Prototyping for a solution
To classify articles into topical bins, there are three avenues we want to explore and compare:
- Article Classification with Principle Component Analysis
- Topic Modeling (not) given the number (and/or names) of the topics
- Machine learning with topic labels assigned to a training set of news articles
The starting point for all these approaches will be word frequency distributions. What does that mean? A news article about immigration will likely contain more geolocations, names of countries with conflict zones, and politicians who play a role in that context, while a champions league article will contain a slightly different vocabulary.
Say, we have a bag of news articles but we don’t know the how many groups or topics they fall into and which (combination of) words may tell them apart.

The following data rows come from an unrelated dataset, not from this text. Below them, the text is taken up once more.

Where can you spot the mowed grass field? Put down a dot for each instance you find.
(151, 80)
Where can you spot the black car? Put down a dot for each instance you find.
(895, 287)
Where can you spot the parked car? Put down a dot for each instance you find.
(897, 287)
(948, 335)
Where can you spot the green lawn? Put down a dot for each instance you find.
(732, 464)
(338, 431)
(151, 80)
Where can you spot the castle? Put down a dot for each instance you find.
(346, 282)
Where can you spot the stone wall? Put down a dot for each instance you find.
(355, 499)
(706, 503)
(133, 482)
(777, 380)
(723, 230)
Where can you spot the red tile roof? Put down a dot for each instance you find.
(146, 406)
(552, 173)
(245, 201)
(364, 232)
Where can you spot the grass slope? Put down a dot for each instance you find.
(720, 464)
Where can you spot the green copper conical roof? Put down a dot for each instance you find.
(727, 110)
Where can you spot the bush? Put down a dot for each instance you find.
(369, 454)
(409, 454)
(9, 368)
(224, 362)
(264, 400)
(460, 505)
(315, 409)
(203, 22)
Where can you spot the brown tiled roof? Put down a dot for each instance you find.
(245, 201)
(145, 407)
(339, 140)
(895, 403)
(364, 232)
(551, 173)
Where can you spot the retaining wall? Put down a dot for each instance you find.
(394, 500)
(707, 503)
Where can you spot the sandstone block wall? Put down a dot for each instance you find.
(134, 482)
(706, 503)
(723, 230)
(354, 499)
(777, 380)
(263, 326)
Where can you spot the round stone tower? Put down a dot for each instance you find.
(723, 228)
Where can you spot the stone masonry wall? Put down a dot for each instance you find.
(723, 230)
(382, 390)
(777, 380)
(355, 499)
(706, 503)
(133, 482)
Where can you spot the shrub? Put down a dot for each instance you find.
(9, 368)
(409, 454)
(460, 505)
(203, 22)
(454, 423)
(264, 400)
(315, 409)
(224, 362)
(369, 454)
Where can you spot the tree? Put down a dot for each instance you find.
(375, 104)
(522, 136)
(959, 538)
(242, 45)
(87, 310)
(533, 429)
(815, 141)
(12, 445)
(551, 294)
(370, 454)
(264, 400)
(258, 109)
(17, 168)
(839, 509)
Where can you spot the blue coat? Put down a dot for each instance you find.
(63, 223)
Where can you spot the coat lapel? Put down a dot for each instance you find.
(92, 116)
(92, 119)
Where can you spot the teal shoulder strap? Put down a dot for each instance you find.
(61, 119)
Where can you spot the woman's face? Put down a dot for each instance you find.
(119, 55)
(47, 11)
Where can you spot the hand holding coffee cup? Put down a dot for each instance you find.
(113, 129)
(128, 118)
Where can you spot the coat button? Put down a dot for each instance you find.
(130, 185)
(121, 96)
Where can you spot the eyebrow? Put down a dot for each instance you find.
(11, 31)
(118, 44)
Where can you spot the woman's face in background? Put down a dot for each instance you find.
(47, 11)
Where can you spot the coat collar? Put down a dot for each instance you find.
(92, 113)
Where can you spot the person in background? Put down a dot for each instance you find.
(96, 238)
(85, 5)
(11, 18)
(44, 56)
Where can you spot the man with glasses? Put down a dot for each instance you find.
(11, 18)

Principle component analysis can give us a feeling for this problem. It may not scale for a huge number of news articles but its the first, most simple, step.
@sytpp is playing with this right now - if you have ideas and input, give her a ping!
Step #2: Serious topic modelling based on Latent Semantic Analysis (LSA). Digital humanities specialist Scott Weingart explains the concept much better than we could ever do - so read his blog post for an idea about how we are planning to anatomise the news.
@sytpp will come to that once she’s given up on PCA - so tune back in for updates.
Step #3. This approach requires a bit more knowledge to start with. Assume we have a number (I mean, a large number…) of news article texts and human annotated topic labels respectively. We could learn the connection between word frequency distributions and the chance of a news article falling in one or the other topic space.
Dr Chenghua Lin from the University of Aberdeen and Dong Liu are the people focussing on this approach.